回答by Erwin Brandstetter
This question is old. But since fellow users picked it as master for a new duplicate I am adding a proper answer.
这个问题很老了。但是由于其他用户选择它作为新副本的主人,我添加了一个正确的答案。
Proper solution
正确的解决方案
SELECT *
FROM (
SELECT day::date
FROM generate_series(timestamp '2007-12-01'
, timestamp '2008-12-01'
, interval '1 month') day
) d
LEFT JOIN (
SELECT date_trunc('month', date_col)::date AS day
, count(*) AS some_count
FROM tbl
WHERE date_col >= date '2007-12-01'
AND date_col <= date '2008-12-06'
-- AND ... more conditions
GROUP BY 1
) t USING (day)
ORDER BY day;
Use
LEFT JOIN, of course.generate_series()can produce a table of timestamps on the fly, and very fast.It's generally faster to aggregate beforeyou join. I recently provided a test case on sqlfiddle.com in this related answer:
Cast the
timestamptodate(::date) for a basic format. For more useto_char().GROUP BY 1is syntax shorthand to reference the first output column. Could beGROUP BY dayas well, but that might conflict with an existing column of the same name. OrGROUP BY date_trunc('month', date_col)::datebut that's too long for my taste.Works with the available interval arguments for
date_trunc().count()never producesNULL(0for no rows), but theLEFT JOINdoes.

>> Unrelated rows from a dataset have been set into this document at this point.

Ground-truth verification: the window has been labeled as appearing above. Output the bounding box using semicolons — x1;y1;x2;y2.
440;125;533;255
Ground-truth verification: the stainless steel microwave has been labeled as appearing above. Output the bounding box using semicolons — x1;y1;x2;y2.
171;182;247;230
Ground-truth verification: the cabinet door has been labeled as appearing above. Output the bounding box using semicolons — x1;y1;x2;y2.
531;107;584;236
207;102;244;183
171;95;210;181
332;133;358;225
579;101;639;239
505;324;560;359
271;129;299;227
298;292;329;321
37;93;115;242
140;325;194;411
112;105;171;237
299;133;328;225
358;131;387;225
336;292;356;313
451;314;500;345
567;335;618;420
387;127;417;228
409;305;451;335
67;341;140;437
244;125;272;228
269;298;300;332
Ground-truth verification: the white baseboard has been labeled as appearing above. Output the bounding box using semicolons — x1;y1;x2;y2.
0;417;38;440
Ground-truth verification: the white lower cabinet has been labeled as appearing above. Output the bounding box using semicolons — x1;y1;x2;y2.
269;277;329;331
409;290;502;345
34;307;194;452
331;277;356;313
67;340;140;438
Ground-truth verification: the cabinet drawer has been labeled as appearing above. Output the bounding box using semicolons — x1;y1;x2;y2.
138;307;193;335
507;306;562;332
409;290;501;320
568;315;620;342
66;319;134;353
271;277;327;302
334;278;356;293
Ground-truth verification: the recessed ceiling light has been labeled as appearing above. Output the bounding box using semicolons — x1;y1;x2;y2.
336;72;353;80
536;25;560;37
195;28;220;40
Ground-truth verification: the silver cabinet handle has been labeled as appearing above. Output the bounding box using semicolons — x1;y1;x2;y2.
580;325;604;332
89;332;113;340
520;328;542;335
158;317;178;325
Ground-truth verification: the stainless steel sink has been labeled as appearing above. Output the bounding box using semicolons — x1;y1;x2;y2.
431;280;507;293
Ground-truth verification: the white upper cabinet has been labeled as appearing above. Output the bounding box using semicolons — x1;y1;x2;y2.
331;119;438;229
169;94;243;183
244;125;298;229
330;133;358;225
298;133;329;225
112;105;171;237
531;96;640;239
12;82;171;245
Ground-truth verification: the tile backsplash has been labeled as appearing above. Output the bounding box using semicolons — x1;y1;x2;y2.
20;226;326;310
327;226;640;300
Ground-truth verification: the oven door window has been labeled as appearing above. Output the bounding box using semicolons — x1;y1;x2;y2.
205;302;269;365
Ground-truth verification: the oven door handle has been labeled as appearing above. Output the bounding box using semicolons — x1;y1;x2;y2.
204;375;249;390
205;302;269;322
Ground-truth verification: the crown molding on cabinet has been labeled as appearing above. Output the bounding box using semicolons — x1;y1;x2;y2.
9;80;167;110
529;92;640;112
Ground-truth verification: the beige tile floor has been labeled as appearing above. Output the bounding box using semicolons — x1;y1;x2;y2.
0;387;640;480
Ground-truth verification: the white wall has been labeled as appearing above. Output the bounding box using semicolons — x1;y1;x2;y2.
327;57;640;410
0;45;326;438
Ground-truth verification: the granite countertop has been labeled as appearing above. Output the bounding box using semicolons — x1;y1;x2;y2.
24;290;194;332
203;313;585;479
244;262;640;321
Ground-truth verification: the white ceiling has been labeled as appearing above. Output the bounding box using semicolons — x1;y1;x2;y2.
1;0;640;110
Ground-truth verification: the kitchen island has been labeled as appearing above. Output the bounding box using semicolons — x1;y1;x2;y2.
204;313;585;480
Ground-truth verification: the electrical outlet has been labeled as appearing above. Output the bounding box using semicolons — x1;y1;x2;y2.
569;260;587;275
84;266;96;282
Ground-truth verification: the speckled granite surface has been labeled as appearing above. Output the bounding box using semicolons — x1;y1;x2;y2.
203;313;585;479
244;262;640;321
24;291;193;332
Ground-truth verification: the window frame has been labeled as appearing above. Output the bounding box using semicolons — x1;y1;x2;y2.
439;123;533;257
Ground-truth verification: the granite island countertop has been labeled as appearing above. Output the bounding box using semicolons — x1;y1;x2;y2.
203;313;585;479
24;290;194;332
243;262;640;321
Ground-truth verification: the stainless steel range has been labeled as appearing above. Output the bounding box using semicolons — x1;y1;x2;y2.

To return0instead ofNULLin the outerSELECT, useCOALESCE(some_count, 0) AS some_count. The manual.For a more generic solution or arbitrary time intervalsconsider this closely related answer:
使用
LEFT JOIN,当然。generate_series()可以即时生成时间戳表,而且速度非常快。在加入之前聚合通常会更快。我最近在 sqlfiddle.com 上的这个相关答案中提供了一个测试用例:
将 转换
timestamp为date(::date) 以获得基本格式。更多用途to_char()。GROUP BY 1是引用第一个输出列的语法简写。也可以GROUP BY day,但这可能与同名的现有列冲突。或者GROUP BY date_trunc('month', date_col)::date,这对我的口味来说太长了。与 的可用区间参数一起使用
date_trunc()。count()从不产生NULL(0没有行),但LEFT JOIN确实如此。
要返回0而不是NULL在外部SELECT,请使用COALESCE(some_count, 0) AS some_count. 手册。对于更通用的解决方案或任意时间间隔,请考虑这个密切相关的答案:
回答by Martin v. L?wis
You can create the list of all first days of the last year (say) with
您可以创建去年(比如说)所有第一天的列表
select distinct date_trunc('month', (current_date - offs)) as date
from generate_series(0,365,28) as offs;
date
------------------------
2007-12-01 00:00:00+01
2008-01-01 00:00:00+01
2008-02-01 00:00:00+01
2008-03-01 00:00:00+01
2008-04-01 00:00:00+02
2008-05-01 00:00:00+02
2008-06-01 00:00:00+02
2008-07-01 00:00:00+02
2008-08-01 00:00:00+02
2008-09-01 00:00:00+02
2008-10-01 00:00:00+02
2008-11-01 00:00:00+01
2008-12-01 00:00:00+01
Then you can join with that series.
然后您可以加入该系列。
回答by ng.mangine
You could create a temporary table at runtime and left join on that. That seems to make the most sense.
您可以在运行时创建一个临时表并在其上留下连接。这似乎是最有意义的。